3. The single-stemmed heirloom mums you see are the product of months of pruning.
“We start from cuttings that are about three to four inches tall in May, and then they’re successively potted into larger pots. The entirety of the growing season, every week, every time that the plant wants to send out lateral growth and grow into more of a bush form, we’re pruning out all of that growth. Basically, we’re forcing the plant to focus all of its energy into a single, large bloom. And throughout the course of the show, they just get more and more and more delicious. By the time that we get to the end of the show, they look like frosted cupcakes. There are petals that are like ringlets coming down, there are sprays that look like spiders—just a really incredible range of forms.”
4. There are hundreds and hundreds of mums coming into the courtyard over the course of the show.
“We grow about 300 pots of the single-stems alone. Throughout the whole time that the John Lowell Gardner Installation is in court, there’s this parade of different varieties coming in every week. Besides the single-stems, we grow mums in a lot of different forms, too, so there’s about 300 other pots of mums that are being cared for and dead-headed and watered.”
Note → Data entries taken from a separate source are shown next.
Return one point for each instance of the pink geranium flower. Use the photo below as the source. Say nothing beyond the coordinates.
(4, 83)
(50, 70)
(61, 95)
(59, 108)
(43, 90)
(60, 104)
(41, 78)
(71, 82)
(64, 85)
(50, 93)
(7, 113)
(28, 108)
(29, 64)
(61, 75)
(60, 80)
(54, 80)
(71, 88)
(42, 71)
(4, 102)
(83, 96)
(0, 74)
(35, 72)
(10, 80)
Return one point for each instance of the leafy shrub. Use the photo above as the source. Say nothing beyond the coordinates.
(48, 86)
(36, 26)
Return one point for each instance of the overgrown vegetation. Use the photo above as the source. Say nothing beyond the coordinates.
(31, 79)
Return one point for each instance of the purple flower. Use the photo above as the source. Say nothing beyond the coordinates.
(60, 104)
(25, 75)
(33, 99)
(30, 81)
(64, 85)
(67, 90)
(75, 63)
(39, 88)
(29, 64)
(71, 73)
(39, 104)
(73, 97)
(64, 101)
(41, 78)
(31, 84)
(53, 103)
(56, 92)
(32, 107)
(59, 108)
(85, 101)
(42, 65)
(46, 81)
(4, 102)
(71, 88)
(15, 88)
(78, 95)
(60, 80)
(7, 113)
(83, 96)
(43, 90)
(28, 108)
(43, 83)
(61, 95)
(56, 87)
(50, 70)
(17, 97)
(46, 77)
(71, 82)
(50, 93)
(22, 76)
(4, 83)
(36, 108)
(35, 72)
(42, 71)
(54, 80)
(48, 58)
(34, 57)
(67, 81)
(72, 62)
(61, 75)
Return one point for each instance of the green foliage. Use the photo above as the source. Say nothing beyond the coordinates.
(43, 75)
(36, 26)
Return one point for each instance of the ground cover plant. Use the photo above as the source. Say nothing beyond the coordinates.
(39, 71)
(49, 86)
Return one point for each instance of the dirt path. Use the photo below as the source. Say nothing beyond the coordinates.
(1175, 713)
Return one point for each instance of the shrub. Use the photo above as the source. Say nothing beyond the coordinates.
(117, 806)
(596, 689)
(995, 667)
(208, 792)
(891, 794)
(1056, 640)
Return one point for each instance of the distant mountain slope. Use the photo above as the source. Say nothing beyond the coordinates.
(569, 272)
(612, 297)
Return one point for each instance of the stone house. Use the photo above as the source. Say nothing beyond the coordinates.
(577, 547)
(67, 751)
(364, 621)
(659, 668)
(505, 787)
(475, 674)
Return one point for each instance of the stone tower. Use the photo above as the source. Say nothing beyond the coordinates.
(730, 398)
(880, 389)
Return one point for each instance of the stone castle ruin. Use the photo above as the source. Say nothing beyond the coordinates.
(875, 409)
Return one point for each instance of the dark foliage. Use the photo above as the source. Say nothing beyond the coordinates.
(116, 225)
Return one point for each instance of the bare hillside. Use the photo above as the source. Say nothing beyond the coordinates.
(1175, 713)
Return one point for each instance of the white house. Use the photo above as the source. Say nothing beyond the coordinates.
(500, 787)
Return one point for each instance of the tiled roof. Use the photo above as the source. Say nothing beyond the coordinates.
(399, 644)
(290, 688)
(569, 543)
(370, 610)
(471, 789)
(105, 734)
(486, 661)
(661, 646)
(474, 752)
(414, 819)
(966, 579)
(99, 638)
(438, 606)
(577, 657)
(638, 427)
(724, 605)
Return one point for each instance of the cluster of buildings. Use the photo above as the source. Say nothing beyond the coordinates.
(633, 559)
5. The rest of the courtyard’s garden installation is planned about a year ahead of time.
“There’s a lot of space to play, so we’re always thinking around a year in advance about what plants we can add to a certain installation to turn up the color palette or make the show more visually interesting in terms of texture, or what we can grow at the right scale so we can accentuate the architecture or sculptures. We’re always tweaking. I think that’s the gardener's path.”